Que sont devenus les gens de l’extrême droite après la Seconde Guerre mondiale ? La défaite du fascisme et la sinistre collaboration les avaient poussés à la discrétion (toute relative). Dans les années 1970, trente ans ont passé, et certains se retrouvent, c’est un peu Copains d’avant : ancien Waffen-SS, anciens collaborationnistes, anciens miliciens, anciens poujadistes, anciens de l’OAS, mais aussi anciens résistants (oui, mais quelle résistance ?). Front national, 1972. Généalogie d’un parti d’extrême droite.
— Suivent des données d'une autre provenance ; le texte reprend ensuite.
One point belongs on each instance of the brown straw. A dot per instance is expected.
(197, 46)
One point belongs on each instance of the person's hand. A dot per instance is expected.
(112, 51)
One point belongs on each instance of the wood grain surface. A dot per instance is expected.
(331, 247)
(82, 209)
Le Front national, la stratégie de l'union des extrêmes droites

Le Front national (FN) est l'émanation du mouvement Ordre nouveau, créé en 1969, qui compte des anciens de la collaboration, de l'Organisation armée secrète (OAS), du mouvement poujadiste, de l'Action française, habitués à pratiquer un activisme violent. "On parle toujours de l'extrême droite au singulier, mais je pense que c'est une erreur parce que cette extrême droite est plurielle. C'est ce qu'on pourrait appeler une forme de nébuleuse", précise Magali Balent, maître de conférences à Sciences Po Paris. La politiste distingue deux courants dans l'extrême droite : "Celui des nationaux rassemble des pétainistes, d'anciens poujadistes, des partisans de l'Algérie française. [C'est] une forme d'extrême droite ultraconservatrice, traditionaliste et attachée à la nation, [qui] véhicule une très forte xénophobie." En parallèle, "le courant du nationalisme révolutionnaire est beaucoup plus proche du fascisme, du nazisme, et véhicule une forme de nationalisme biologique, où la pureté du sang est fondat[rice] et un axe structurant. On [y] retrouve plutôt des mouvements activistes qui ne souhaitent pas participer aux élections." On peut y classer le mouvement Occident ainsi que François Duprat, aux idées antisémites et négationnistes, nostalgique du IIIe Reich et membre d'Ordre nouveau.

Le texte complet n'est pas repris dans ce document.